In director Chan Tze Woon’s hybrid of documentary and dramatization “Blue Island,” real-life students from contemporary Hong Kong perform re-enactments of the political struggles of previous generations.
Two students, Anson Sham and Siu Ying, take the place of a couple, Chan Hak-chi and Git Hing, who fled to Hong Kong after the Cultural Revolution in 1973; part of the re-enactment of the escape is intercut with documentary footage from a crackdown on protesters in Hong Kong in 2019. Elsewhere, Keith Fong Chung-yin, a student activist, meets and plays Kenneth Lam, who turned returned to Beijing in 1989 in solidarity with protesters in Tiananmen Square.
The recent experiences of younger subjects color their portraits. “You’re not just playing a 20-year-old Kenneth in the ’80s. You’re also playing yourself,” the director tells Fong, in one of the many moments the film breaks the fourth wall. Elsewhere, Raymond Young, jailed by the British for bulletins he broadcast in 1967, sits in a jail cell with Kelvin Tam Kwan-long, the student protester who plays him (who notes he was charged riot and awaits trial himself), and tells him that time will erode his ideals.
“Blue Island” shows how the people of Hong Kong have redefined themselves over time. Tam, while playing Young in 1967, defiantly tells a British official that he is Chinese. A moment later, Tam, still in costume but now appearing as himself, insists to an interrogator that he is not Chinese, but a Hong Konger.

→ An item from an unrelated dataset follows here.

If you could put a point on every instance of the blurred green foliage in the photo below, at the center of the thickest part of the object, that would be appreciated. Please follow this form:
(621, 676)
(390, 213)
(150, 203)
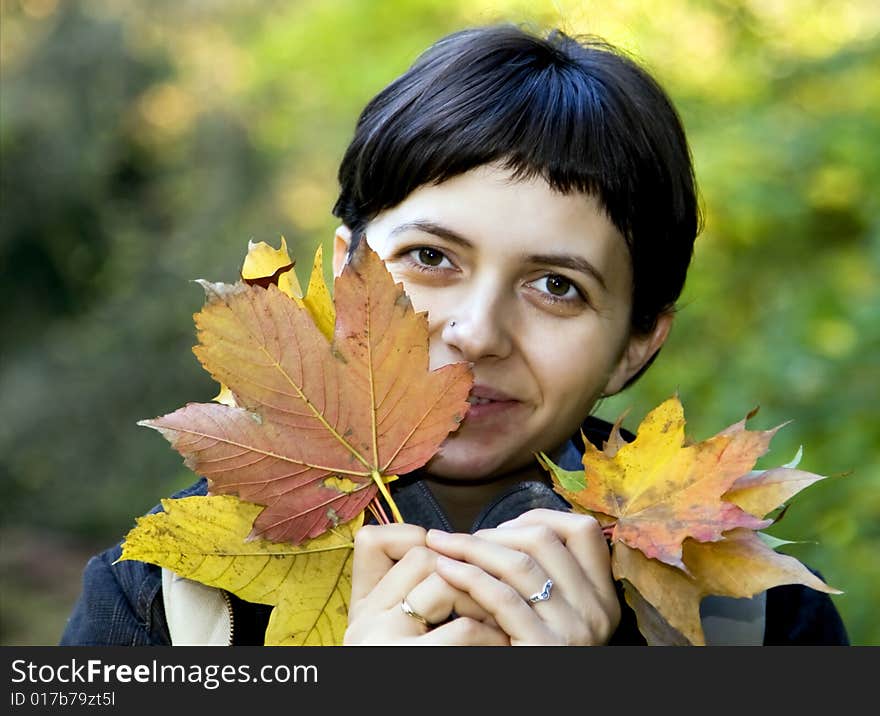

The film ends with a long silent montage of people accused of participating in pro-democracy activism. It’s impossible to watch “Blue Island” without admiring their courage. The past-present parallelism is provocative, but it also seems slightly superficial – a way of eliding distinctions and rationalizing history.
blue island
Unclassified. In Cantonese, Mandarin and English, with subtitles. Duration: 1h37. In theaters.